Some of the scary tales about Mount Everest are obviously fake, but some have a ring of truth. At such high altitudes, it’s logical to explain some of these supernatural Mount Everest hauntings as simple hallucinations. A significant decrease in oxygen makes the brain conjure up some peculiar images.
But what if there’s some credence to these scary tales? What if something really is haunting the Himalayan mountain?

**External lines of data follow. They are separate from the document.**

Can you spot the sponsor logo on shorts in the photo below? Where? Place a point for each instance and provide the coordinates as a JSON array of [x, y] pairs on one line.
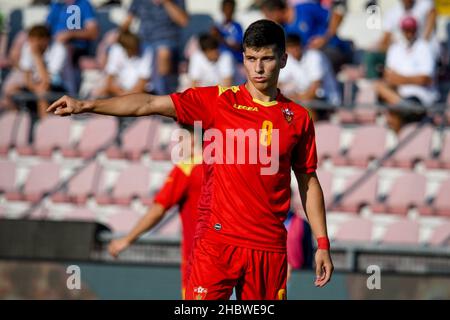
[[200, 293]]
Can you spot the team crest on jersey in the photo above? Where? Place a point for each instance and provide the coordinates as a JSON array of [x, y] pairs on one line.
[[200, 293], [288, 114]]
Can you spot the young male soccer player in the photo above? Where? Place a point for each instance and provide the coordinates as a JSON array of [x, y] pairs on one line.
[[240, 237], [182, 187]]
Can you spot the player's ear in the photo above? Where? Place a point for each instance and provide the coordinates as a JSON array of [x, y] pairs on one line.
[[283, 60]]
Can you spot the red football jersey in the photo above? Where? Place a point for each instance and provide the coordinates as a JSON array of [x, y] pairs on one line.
[[183, 187], [239, 205]]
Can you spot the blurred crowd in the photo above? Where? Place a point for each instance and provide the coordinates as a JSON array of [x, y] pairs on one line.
[[406, 70]]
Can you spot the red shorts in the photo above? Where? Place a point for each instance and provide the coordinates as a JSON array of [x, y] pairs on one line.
[[216, 268]]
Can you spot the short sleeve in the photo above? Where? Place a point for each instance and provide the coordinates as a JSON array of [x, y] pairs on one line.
[[195, 67], [196, 104], [174, 189], [304, 157]]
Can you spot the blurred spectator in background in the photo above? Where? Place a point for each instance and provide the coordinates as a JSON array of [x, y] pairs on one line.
[[209, 66], [315, 25], [42, 67], [425, 14], [229, 32], [128, 69], [408, 75], [75, 29], [308, 74], [159, 30]]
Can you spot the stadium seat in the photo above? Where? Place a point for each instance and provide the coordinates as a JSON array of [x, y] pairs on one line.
[[355, 230], [402, 232], [441, 202], [7, 176], [440, 235], [408, 190], [364, 194], [328, 140], [80, 214], [443, 161], [360, 151], [137, 139], [418, 148], [123, 220], [50, 134], [83, 185], [42, 178], [14, 130], [133, 181], [98, 133]]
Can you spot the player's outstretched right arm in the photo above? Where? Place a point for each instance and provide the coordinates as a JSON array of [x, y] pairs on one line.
[[132, 105]]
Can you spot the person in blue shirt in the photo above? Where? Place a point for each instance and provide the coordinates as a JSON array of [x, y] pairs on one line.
[[315, 25], [229, 32], [73, 23]]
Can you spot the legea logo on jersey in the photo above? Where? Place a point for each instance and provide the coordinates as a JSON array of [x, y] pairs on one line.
[[234, 146], [200, 293], [241, 107]]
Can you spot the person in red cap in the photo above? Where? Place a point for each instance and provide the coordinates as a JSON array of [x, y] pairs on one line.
[[408, 77]]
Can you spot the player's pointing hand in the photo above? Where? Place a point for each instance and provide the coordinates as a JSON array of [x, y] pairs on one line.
[[66, 106]]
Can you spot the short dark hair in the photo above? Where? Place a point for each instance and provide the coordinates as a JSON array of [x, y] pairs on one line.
[[39, 31], [274, 5], [293, 39], [208, 42], [265, 33], [230, 2]]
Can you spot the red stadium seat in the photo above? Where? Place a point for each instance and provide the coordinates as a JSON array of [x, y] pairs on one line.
[[51, 133], [443, 161], [134, 181], [328, 137], [440, 235], [137, 139], [7, 176], [81, 186], [364, 194], [80, 214], [41, 178], [416, 149], [355, 230], [14, 130], [441, 202], [99, 132], [408, 190], [403, 232], [368, 143]]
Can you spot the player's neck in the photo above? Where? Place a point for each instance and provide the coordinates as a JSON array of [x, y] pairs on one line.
[[266, 96]]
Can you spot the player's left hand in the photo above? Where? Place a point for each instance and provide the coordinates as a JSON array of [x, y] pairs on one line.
[[324, 267]]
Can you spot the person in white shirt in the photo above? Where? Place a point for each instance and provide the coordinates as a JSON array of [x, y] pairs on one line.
[[409, 74], [209, 66], [42, 65], [127, 70], [308, 74]]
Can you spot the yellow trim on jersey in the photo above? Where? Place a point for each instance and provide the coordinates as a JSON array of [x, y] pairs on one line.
[[265, 104], [224, 89]]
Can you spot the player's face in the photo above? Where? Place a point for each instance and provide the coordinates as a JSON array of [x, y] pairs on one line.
[[263, 66]]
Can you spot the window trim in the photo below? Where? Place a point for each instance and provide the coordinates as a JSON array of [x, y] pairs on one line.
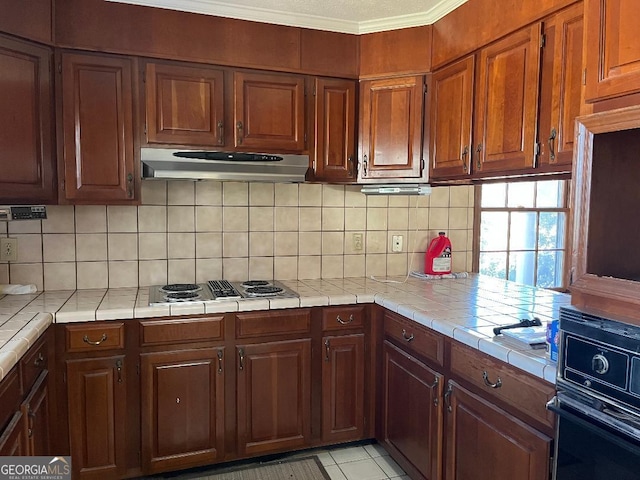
[[477, 211]]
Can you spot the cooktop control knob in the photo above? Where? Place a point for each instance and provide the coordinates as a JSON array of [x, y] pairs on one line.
[[600, 364]]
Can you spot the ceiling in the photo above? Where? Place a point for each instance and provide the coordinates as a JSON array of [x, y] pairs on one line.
[[346, 16]]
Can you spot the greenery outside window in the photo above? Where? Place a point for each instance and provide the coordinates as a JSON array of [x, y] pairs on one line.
[[523, 232]]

Mount Everest is notorious for its corpses. People travel from all around the world to climb the Himalayan mountain, but not all of them survive the harsh conditions. There are avalanches, slippery slopes, and inclement temperatures that prove fatal. Unfortunately, many of the bodies continue to go unidentified. In fact, in 2017, four bodies were discovered in a tent on an Everest base camp. Analysts believed the campers passed away due to altitude sickness. The creepy kicker? None of the local climbing agencies reported any climbers missing.
Pemba Dorje, a Sherpa from Nepal, confessed to spotting “black shadows” during his 2004 ascent of Mount Everest. He noted:
When I paused at a mound of rocks I saw some spirits in the form of black shadows coming towards me, stretching their hands and begging for something to eat.
Dorje theorized that the shadows were perhaps spirits belonging to mountaineers killed during past climbs. His theory isn't too far-fetched because it’s sometimes tradition to leave a deceased climber’s body on the mountain as a form of respect.
While Mount Everest hosts hundreds of corpses, there is one corpse, in particular, everybody seems to talk about. The deceased man is known as "Green Boots," but his real name may be Tsewang Paljor. The body is now a landmark on the main northeast ridge route of the mountain. In death, Green Boots has become a guide for the living.
Mohan Singh, a resident of a Bemni (a local Himalayan village), reportedly encountered a strange man outside his home one day while chopping wood during the winter months of 2009. The sky turned black and the stranger demanded to know why Singh was cutting the trees. Then he reached for Singh’s shirt, but the stranger's fingers went right through Singh's body – just like a ghost’s fingers might. Also throughout the altercation, the stranger’s body continuously changed sizes, growing up to nine-feet tall then suddenly shrinking to the height of a chicken.
After escaping the strange man, Singh found himself with an intense fever. He believed the only way to resolve the fever was to slaughter a goat during a special exorcism ceremony arranged by a Hindu priest.